SignalR is supposed to handle this. It does—but only if you help it.

The Problem With "It Just Works"

SignalR's marketing pitch is that it handles connection complexity for you. It negotiates transports, falls back from WebSockets to long-polling, and reconnects automatically.

What they don't emphasize: the automatic reconnection tries a few times and then gives up. Forever. If you're lucky, you get a disconnected event.
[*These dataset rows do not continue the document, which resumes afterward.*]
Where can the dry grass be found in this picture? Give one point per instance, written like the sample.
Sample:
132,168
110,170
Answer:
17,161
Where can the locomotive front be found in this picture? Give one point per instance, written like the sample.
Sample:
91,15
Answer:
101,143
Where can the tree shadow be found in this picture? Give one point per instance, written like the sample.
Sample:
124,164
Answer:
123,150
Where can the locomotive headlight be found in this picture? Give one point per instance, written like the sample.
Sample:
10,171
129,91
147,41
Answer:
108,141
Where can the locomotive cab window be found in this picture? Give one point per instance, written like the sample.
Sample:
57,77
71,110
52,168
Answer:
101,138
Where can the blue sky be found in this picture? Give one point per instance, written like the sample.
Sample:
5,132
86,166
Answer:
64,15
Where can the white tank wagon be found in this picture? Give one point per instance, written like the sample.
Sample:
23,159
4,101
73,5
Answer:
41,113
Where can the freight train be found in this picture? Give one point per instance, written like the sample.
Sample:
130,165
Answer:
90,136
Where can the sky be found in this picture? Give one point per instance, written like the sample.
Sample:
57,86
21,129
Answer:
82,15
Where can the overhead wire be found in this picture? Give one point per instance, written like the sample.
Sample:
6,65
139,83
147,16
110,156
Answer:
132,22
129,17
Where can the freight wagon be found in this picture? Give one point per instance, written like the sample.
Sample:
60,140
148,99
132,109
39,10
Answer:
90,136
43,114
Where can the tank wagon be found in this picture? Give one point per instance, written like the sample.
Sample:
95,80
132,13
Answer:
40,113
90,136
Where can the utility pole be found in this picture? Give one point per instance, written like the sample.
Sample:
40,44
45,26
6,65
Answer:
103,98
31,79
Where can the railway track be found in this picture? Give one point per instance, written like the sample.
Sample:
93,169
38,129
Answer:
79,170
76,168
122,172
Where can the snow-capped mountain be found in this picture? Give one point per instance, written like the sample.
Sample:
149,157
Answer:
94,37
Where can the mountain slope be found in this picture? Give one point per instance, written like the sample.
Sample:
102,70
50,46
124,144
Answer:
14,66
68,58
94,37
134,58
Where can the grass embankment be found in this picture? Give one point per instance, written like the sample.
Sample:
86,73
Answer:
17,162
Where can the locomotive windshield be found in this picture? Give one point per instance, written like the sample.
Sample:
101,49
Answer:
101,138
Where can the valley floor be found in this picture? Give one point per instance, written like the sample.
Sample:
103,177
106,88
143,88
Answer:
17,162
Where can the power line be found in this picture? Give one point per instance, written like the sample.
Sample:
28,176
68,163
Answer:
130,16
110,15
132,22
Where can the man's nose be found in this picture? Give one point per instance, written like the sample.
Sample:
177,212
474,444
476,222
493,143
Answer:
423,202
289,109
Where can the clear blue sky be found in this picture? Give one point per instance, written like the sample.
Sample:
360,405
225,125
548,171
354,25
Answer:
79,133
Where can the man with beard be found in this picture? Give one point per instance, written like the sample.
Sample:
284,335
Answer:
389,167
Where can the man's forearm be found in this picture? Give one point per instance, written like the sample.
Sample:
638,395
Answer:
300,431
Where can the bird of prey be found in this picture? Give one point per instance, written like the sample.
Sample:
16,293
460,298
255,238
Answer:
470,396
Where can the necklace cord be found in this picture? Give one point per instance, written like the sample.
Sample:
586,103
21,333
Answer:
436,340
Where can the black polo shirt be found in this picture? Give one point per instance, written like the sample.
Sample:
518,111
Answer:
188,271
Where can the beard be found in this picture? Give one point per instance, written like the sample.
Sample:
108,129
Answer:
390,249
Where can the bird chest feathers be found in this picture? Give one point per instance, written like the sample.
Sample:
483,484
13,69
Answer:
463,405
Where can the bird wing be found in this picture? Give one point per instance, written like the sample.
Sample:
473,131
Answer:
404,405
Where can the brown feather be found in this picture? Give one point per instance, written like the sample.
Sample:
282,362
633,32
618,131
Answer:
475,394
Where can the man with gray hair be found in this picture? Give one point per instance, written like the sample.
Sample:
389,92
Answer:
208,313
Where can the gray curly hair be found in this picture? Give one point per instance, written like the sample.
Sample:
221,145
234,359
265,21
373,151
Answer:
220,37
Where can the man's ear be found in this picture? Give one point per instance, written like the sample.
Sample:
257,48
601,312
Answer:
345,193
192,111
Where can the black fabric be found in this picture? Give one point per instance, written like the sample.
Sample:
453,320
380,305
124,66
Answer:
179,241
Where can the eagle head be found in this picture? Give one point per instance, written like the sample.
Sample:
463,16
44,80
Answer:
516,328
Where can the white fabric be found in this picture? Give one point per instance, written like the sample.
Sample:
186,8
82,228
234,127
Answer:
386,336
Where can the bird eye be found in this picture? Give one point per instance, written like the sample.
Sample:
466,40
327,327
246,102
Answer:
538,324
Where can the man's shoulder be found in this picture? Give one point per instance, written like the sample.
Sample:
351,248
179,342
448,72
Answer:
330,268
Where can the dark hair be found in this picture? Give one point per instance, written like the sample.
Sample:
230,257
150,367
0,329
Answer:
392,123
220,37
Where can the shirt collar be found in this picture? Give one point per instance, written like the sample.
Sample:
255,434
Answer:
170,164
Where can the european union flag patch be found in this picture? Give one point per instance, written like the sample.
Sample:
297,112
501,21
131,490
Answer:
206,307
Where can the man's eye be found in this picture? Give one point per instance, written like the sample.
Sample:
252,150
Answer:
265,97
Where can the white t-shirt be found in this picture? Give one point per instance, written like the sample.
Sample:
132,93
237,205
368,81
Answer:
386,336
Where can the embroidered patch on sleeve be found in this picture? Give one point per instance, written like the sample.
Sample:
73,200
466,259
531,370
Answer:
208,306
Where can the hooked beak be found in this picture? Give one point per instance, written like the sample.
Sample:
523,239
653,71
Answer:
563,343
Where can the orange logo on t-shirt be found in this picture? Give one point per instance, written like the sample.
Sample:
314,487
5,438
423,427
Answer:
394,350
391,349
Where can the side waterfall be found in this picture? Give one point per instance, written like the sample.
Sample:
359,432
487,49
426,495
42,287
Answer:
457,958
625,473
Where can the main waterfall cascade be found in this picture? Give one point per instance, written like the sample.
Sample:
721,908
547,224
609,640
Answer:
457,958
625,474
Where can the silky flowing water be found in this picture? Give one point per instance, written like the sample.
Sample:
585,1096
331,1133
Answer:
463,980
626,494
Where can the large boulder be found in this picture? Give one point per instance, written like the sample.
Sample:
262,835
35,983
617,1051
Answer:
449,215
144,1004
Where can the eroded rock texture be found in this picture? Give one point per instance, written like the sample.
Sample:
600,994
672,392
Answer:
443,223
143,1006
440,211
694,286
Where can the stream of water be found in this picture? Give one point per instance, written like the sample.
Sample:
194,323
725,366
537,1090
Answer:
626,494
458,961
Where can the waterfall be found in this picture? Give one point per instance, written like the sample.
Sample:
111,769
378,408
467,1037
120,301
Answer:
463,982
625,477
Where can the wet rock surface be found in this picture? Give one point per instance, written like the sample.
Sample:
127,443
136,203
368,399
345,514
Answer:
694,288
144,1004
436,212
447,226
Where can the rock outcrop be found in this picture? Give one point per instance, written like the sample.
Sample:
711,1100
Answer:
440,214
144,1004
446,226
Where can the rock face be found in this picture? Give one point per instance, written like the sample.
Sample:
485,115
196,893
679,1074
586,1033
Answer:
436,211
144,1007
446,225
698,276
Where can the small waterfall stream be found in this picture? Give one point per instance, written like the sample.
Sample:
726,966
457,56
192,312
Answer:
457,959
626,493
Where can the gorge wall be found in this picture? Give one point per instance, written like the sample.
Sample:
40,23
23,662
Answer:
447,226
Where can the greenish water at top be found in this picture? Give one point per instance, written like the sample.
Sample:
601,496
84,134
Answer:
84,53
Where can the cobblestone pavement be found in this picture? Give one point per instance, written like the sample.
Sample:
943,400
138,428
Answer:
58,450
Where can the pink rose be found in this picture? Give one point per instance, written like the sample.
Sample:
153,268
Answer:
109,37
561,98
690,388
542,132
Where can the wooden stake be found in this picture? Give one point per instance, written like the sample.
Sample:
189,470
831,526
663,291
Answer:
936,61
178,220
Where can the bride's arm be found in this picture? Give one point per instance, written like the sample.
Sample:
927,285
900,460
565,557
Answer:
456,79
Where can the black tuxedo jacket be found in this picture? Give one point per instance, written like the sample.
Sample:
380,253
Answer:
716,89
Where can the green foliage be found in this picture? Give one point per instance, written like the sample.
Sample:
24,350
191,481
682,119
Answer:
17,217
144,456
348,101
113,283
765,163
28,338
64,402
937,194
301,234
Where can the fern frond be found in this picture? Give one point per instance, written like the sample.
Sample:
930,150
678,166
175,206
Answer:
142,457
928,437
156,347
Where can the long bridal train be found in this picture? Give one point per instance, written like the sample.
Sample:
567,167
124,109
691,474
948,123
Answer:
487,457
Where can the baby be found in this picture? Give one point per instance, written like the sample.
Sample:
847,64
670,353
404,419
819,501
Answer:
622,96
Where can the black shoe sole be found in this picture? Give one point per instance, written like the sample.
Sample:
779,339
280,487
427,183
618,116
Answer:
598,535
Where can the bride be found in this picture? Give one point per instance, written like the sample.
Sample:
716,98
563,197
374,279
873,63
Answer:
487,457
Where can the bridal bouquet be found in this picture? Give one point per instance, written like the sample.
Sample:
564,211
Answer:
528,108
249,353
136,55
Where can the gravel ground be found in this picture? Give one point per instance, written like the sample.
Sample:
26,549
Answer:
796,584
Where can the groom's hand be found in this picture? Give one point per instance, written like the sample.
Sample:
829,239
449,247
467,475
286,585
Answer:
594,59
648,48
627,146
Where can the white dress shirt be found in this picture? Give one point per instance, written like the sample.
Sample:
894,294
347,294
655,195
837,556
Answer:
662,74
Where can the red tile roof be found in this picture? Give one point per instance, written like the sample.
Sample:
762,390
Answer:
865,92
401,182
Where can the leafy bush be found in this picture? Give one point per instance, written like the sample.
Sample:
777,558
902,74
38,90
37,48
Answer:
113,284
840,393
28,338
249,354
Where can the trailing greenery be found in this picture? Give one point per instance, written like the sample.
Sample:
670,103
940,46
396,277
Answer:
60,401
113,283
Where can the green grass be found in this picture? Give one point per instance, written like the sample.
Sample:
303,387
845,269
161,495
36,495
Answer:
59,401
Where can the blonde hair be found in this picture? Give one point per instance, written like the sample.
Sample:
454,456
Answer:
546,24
If you're not, you get a supervisor staring at a frozen map wondering why Mike hasn't moved in an hour.

I needed something better: connections that would fight to stay alive, gracefully degrade when they couldn't, and always—always—show data, even if it was slightly stale.

Here's how I built it.

The Architecture

Before diving into code, here's what we're building:

┌─────────────────────────────────────────────────────────────┐
│  Blazor WASM Client                                          │
│  ┌─────────────────────────────────────────────────────────┐│
│  │  LocationHubService                                      ││
│  │  - SignalR connection with custom retry policy           ││
│  │  - Falls back to HTTP polling when SignalR dies          ││
│  │  - Keeps trying to reconnect even while polling          ││
│  └───────────────────────────┬─────────────────────────────┘│
└──────────────────────────────┼──────────────────────────────┘
                               │ WebSocket or HTTP
                               │
┌──────────────────────────────┼──────────────────────────────┐
│  ASP.NET Core API            │                               │
│  ┌───────────────────────────┴───────────────────────────┐  │
│  │  LocationHub                                           │  │
│  │  - Strongly-typed hub interface                        │  │
│  │  - JWT auth via query string (WebSocket quirk)         │  │
│  │  - Sends snapshot on connect, updates on change        │  │
│  └───────────────────────────────────────────────────────┘  │
└──────────────────────────────────────────────────────────────┘

Part 1: The Server Hub

Strongly-Typed Client Interface

This is one of those things that seems like extra work until it saves you from a 2 AM debugging session. Instead of calling methods by magic strings, we define an interface:

public interface ILocationHubClient
{
    Task CrewLocationUpdated(CrewLocationDto location);
    Task CrewLocationsSnapshot(List<CrewLocationDto> locations);
    Task CrewWentOffline(Guid crewMemberId);
}

Now the compiler catches typos. I can refactor method names. IntelliSense works. This is how civilized people do SignalR.

The Hub Itself

[Authorize(Policy = "SupervisorOrAbove")]
public class LocationHub : Hub<ILocationHubClient>
{
    private readonly ILocationService _locationService;
    private readonly ILogger<LocationHub> _logger;

    public const string LocationSubscribersGroup = "LocationSubscribers";

    public LocationHub(ILocationService locationService, ILogger<LocationHub> logger)
    {
        _locationService = locationService;
        _logger = logger;
    }

    public override async Task OnConnectedAsync()
    {
        var userId = Context.UserIdentifier ?? "unknown";
        _logger.LogInformation("Location hub: {ConnectionId} connected (User: {UserId})",
            Context.ConnectionId, userId);

        await Groups.AddToGroupAsync(Context.ConnectionId, LocationSubscribersGroup);

        // Send current state immediately—don't make them wait for the first update
        await SendSnapshotAsync();

        await base.OnConnectedAsync();
    }

    public async Task RequestSnapshot()
    {
        await SendSnapshotAsync();
    }

    private async Task SendSnapshotAsync()
    {
        try
        {
            var locations = await _locationService.GetAllCrewLocationsAsync();
            await Clients.Caller.CrewLocationsSnapshot(locations.ToList());
        }
        catch (Exception ex)
        {
            _logger.LogError(ex, "Failed to send snapshot to {ConnectionId}",
                Context.ConnectionId);
        }
    }
}

Key design decision: we send a full snapshot on connect. When someone reconnects after a dead zone, they get current state immediately. No waiting for the next location update. No stale data.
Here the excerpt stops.